Einer der ersten Professoren am ISTA
2010 wurde Friml mit dem renommierten "Körber European Science Award" ausgezeichnet und Mitglied der "European Molecular Biology Organisation" (EMBO). 2011 erhielt er einen "Starting Grant" des ERC. Im Jahr darauf wechselte er als einer der ersten Professoren an das kurz zuvor neu gegründete ISTA. Die Möglichkeit, an ein Institut zu wechseln, das sich ganz klar zur "fundamentalen Forschung" bekennt, sei damals sehr verlockend gewesen, sagte der Wissenschafter, dem 2012 auch die EMBO-"Gold Medal" zuerkannt wurde. Auch die "kulturelle Ähnlichkeit von Österreich und Tschechien oder Mähren" habe bei seiner Entscheidung mitgespielt.
In den Folgejahren warb der Biologe mittlerweile zwei weitere im Schnitt mit rund 2,5 Mio. Euro dotierte "Advanced Grants" des ERC (2017 und 2024) ein. Im Jahr 2014 wurde Friml in die Junge Kurie der Österreichischen Akademie der Wissenschaften (ÖAW) aufgenommen und erhielt den "František Běhounek Award", der vom tschechischen Bildungsministerium vergeben wird. Im Jahr darauf folgte mit dem Erwin Schrödinger-Preis die höchste Auszeichnung der ÖAW. In der Folge fand sich sein Name immer wieder auf der Liste der "Highly Cited Researchers" des Datenkonzerns Clarivate Analytics.
Im Mittelpunkt des wissenschaftlichen Interesses des Neo-"Austro-Nobelpreisträgers" stehen die fundamentalen molekularbiologischen Prozesse der Pflanzenentwicklung. Dazu zählen etwa auch Analysen darüber, wie die komplexen Organismen Signale von außen, wie Licht oder Schwerkraft, verarbeiten. Besonders eingehend befasst sich Friml mit dem Pflanzen-Wachstumshormon Auxin.
Wundheilung, Wachstum und Stress
In diesem Zusammenhang arbeitet der Wissenschafter u.a. an den Wurzeln der Ackerschmalwand (Arabidopsis thaliana) - einem beliebten Modellorganismus im Bereich der Pflanzengenetik. So konnten Friml und sein Team etwa wichtige Beiträge dazu liefern, wie Pflanzen ihre Wundheilung organisieren, wie sie ihr Wachstum ausrichten oder wie sie es einst bewerkstelligt haben, sich vom Wasser aus an Land breit zu machen. In seinem neuen ERC-Projekt geht es darum, wie in Pflanzen mit Hilfe von "sekundären Botenstoffen" etwa Informationen über Stress weitergegeben werden.

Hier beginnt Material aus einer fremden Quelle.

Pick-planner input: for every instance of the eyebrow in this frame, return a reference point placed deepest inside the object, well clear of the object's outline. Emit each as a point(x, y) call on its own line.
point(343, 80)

Mit dem Wittgenstein-Preis wird der ISTA-Forscher u.a. die detaillierte Verarbeitung der Reize, die ein sich ändernder Auxin-Gehalt in Zellen auslösen kann, in den Fokus nehmen. Außerdem möchte er mit seinem Team mehr über die Rolle dieses grundlegenden Mechanismus in der Entwicklung in Richtung immer komplexerer Pflanzen herausfinden.
In der Freizeit widmet sich der mit einer Pflanzenforscherin verheiratete Wittgenstein-Preisträger und Vater zweier Töchter eher sporadisch seinem "kleinen Garten - wenn wir ein bisschen Zeit haben". Mehr der knappen zeitlichen Ressourcen investiert der 50-Jährige ins Lesen, Skifahren und Reisen. Letzteres oft in Kombination mit wissenschaftlichen Konferenzaufenthalten.